管理するサーバが急に落ちたらどうする? 商用のネットワーク監視ツールがあるのは知っているけど、高価すぎて予算を出してもらえません……
ユーザーの人たちがいろいろな面倒を引き起こしてくれるせいで、相変わらず大忙しの律子さんです。忙しさについ負けてしまって、特に問題も起きてないだろう、自動でアップデートしてるだろう、と前向きに考えて、すっかり日々のLANのメンテナンスがおざなりになってしまっています。人間楽な方に進んでいくものです。
そんなある日のこと。律子さんのところに、陽一さんがやって来ました。
洋一 「律子さん、うちの会社のWeb、見れないんだけど」
律子 「げっ」
洋一 「たまには見てやろうかと思ったら落ちてるんだよねえ」
律子さんの会社のWebサイトは会社案内くらいしかコンテンツがないのもあって、相変わらずアクセス数はほとんどないのですが、一応名刺にも書いてある会社の顔のようなものですので、さすがにWebサーバ今日は休み、というわけにはいきません。
何か悪いやつがわが社にも!? と、律子さんは慌ててネットワークからサーバマシンの状態を確認してみたのですが、MRTGで見る限り、ネットワーク的な問題はないようですし、Webサーバに向けてpingを打っても問題はありません。ただ、HTTPアクセスだけは受け付けてくれません。どうやら外部から攻撃を受けたり侵入を受けたりということではなく、何かの拍子にWebサーバアプリケーションが暴走か停止してしまっていたようです。
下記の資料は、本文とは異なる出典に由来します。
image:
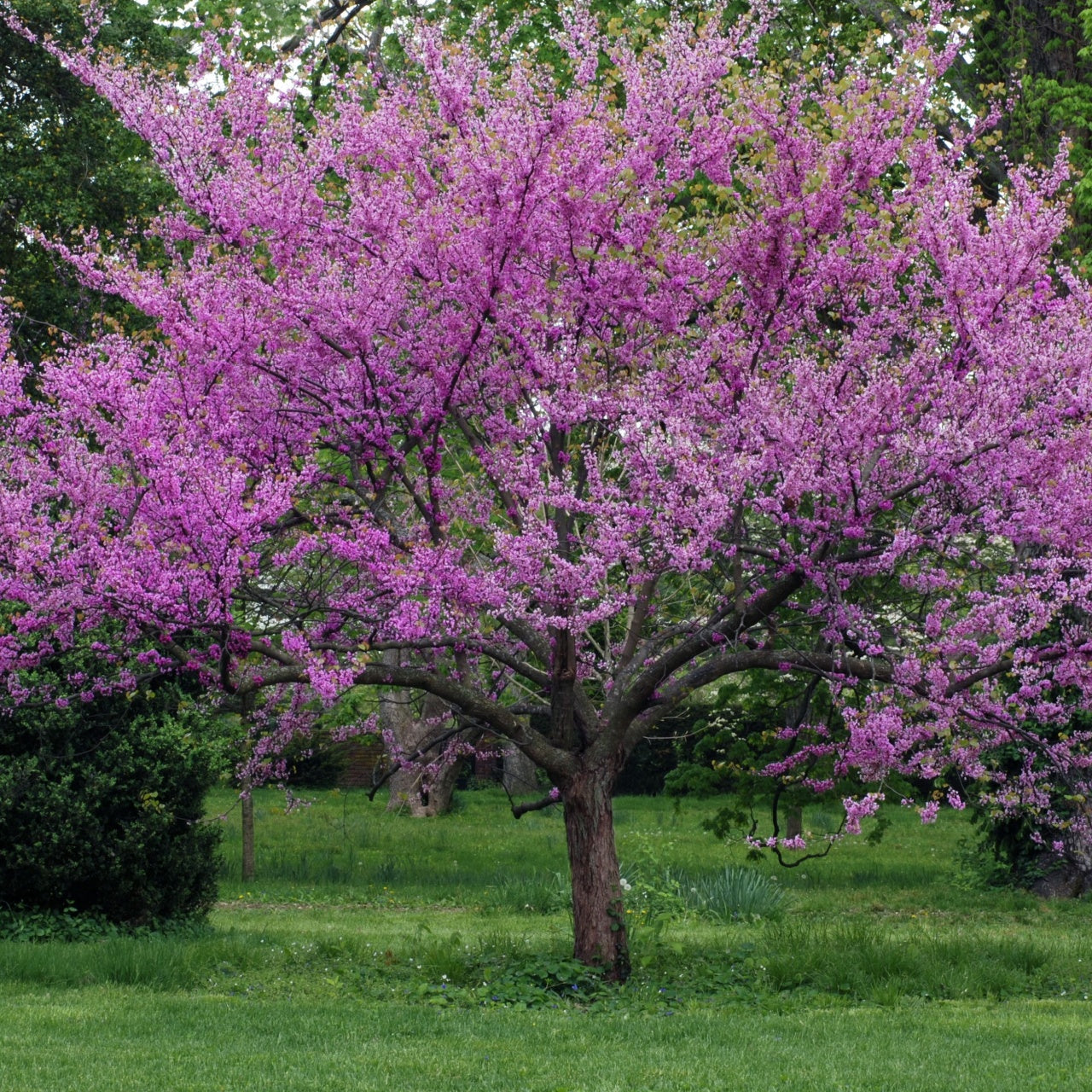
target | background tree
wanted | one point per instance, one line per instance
(578, 397)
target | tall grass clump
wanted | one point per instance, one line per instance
(736, 893)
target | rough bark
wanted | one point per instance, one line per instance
(599, 916)
(1072, 877)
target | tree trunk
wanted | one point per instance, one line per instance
(426, 787)
(248, 835)
(599, 916)
(1072, 877)
(520, 775)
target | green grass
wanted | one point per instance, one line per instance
(379, 951)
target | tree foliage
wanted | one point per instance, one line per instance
(102, 807)
(561, 398)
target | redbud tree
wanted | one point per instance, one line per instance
(561, 392)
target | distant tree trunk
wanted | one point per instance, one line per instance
(427, 787)
(520, 773)
(599, 916)
(248, 834)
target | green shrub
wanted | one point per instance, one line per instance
(101, 808)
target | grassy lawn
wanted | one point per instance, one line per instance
(379, 951)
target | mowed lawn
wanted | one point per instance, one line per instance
(377, 951)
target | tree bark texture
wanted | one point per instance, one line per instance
(599, 916)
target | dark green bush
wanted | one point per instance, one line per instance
(101, 808)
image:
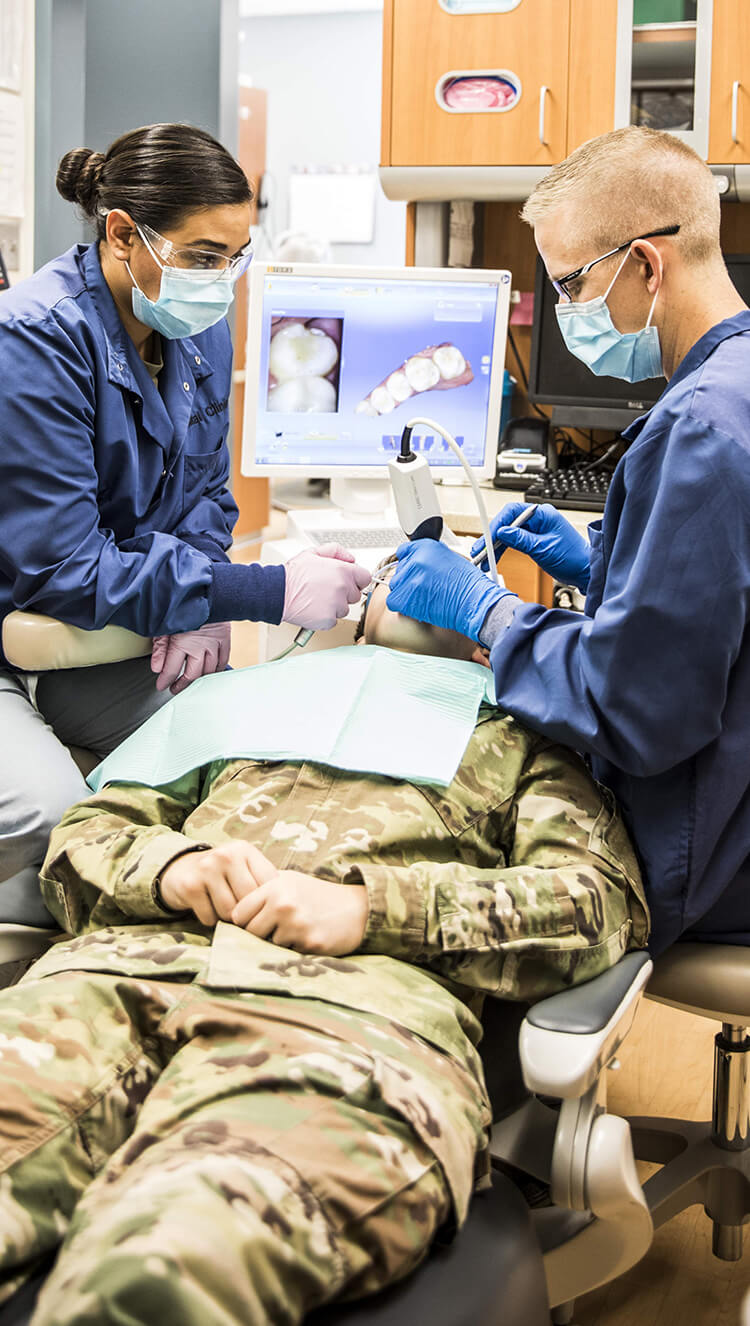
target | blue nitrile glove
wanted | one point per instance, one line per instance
(547, 539)
(435, 585)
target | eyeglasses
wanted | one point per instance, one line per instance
(196, 259)
(562, 284)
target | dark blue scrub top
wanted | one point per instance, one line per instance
(653, 682)
(113, 491)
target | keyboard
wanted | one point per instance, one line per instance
(575, 488)
(382, 536)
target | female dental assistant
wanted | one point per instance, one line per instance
(115, 366)
(652, 682)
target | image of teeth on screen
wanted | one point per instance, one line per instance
(343, 366)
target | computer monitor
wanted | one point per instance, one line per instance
(582, 398)
(339, 358)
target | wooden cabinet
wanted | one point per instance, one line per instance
(582, 68)
(431, 51)
(729, 133)
(251, 495)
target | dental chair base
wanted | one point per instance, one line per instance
(599, 1223)
(706, 1163)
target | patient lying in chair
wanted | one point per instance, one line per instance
(251, 1084)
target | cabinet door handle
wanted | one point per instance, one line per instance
(543, 92)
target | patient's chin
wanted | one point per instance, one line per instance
(419, 638)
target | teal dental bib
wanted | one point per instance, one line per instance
(363, 708)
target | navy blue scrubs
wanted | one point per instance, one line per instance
(653, 680)
(113, 491)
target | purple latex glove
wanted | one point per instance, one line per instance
(321, 584)
(180, 659)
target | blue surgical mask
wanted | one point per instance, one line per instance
(590, 334)
(187, 302)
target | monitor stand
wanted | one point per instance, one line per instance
(361, 517)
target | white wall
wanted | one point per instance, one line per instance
(322, 74)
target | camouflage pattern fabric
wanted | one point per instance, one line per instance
(516, 881)
(212, 1158)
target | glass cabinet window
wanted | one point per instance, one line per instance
(663, 66)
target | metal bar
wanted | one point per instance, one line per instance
(734, 109)
(543, 92)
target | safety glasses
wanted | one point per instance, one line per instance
(563, 283)
(196, 259)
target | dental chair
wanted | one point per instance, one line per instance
(37, 643)
(509, 1264)
(600, 1220)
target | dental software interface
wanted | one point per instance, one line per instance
(345, 362)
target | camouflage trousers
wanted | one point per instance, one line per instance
(200, 1156)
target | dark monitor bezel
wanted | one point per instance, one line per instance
(591, 402)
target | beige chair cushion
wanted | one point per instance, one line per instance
(712, 980)
(39, 643)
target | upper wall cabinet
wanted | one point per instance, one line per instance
(522, 82)
(476, 82)
(729, 130)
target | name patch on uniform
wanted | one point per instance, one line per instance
(212, 409)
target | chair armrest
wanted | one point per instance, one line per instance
(567, 1040)
(39, 643)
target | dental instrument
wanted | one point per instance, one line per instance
(414, 491)
(514, 524)
(297, 643)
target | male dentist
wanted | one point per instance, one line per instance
(652, 683)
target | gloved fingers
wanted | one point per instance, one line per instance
(547, 520)
(195, 667)
(407, 549)
(335, 550)
(159, 651)
(172, 664)
(504, 517)
(224, 647)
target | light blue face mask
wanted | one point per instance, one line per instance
(590, 334)
(187, 302)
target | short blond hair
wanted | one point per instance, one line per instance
(632, 180)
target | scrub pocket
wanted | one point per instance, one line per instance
(200, 470)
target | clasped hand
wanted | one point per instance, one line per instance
(237, 883)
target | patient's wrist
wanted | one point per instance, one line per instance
(167, 882)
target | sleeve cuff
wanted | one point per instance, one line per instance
(241, 593)
(498, 619)
(135, 893)
(396, 919)
(204, 544)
慌ててサーバを再起動すると何事もなかったかのようにWebサーバは動き出して、何とか取り繕うことができました。
ほっと一息つきながらログを見てみると、サーバは丸1日くらいサービスを停止していたようです。これはいけないなあ、偉い人にバレなきゃいいけど……。律子さんの顔が凍り付くと、そのとき図ったように部長から声を掛けられます。
部長 「Webサーバが止まってるらしいね」
律子 「えっ、ご存じだったのですか」
部長 「困ったことに社長から見えないって連絡があってね」
律子 「申し訳ありません。いまは動いてます。今後はこんなことないようにしますので」
部長 「Webが見られないと、会社がつぶれたと勘違いされるから頼むよ」
悪いのは頑張りの利かないサーバなのに……と言い訳を考えてはみたものの、やはり監視をサボっていた自分のせいだと自覚しているのでペコペコと頭を下げるよりほかはありません。十分に反省してサーバ停止の報告書を書いた後、取りあえず、博君に八つ当たりすることにします。
律子 「博君、Webサーバ毎日確認しといてっていってたでしょ」
博君 「あ、忘れてました。最近忙しいんですよ」
律子 「これだから……」
博君 「誰も会社のサイトなんて見てないからいいんじゃないのですか」
律子 「運が良かったのか悪かったのか、社長が見たらしいのよねえ」
博君 「はあ……」
今回だけならいいのですが、このままの体制では次回も見落としてしまいそうです。
見落とさないためにもデータセンターのようにモニタをたくさん並べて、たくさんの監視ソフトを駆使してリアルタイムに24時間監視したいものですが、予算も人員もありません。2人で24時間監視なんて死んでしまいます。
とはいえ、これからもいままでどおりの手動確認では、つい手を抜いて確認の間隔がどんどん開いてしまうのは間違いありません。会社も1度目はまだ大目に見てくれても、次にまた止まってしまったらクビにされてもおかしくありません。
ああ、どうしよう。律子さんは頭を抱えてしまいました。MRTGだけでサーバの状態を把握するのは難しいし、ログの確認は面倒くさいし、何か良いソフトないかなあ。
そんなことを考えながら、ちょっと一服して戻ってくると、マシンのスクリーンセイバーに文字が躍っています。
「OpManagerを使ってみてはどうですか?」
あれって、有料じゃなかったかなあ、と思いながらサイトに行ってみると、フリー版というのがありました。こいつは気が付かなかった。フリー版は機器の数が20までなら監視できるようです。部のサーバやルータだけならそんなにたくさんのノードはないし、これで十分です。
早速、律子さんはOpManegerのフリー版をインストールして使ってみることにしました。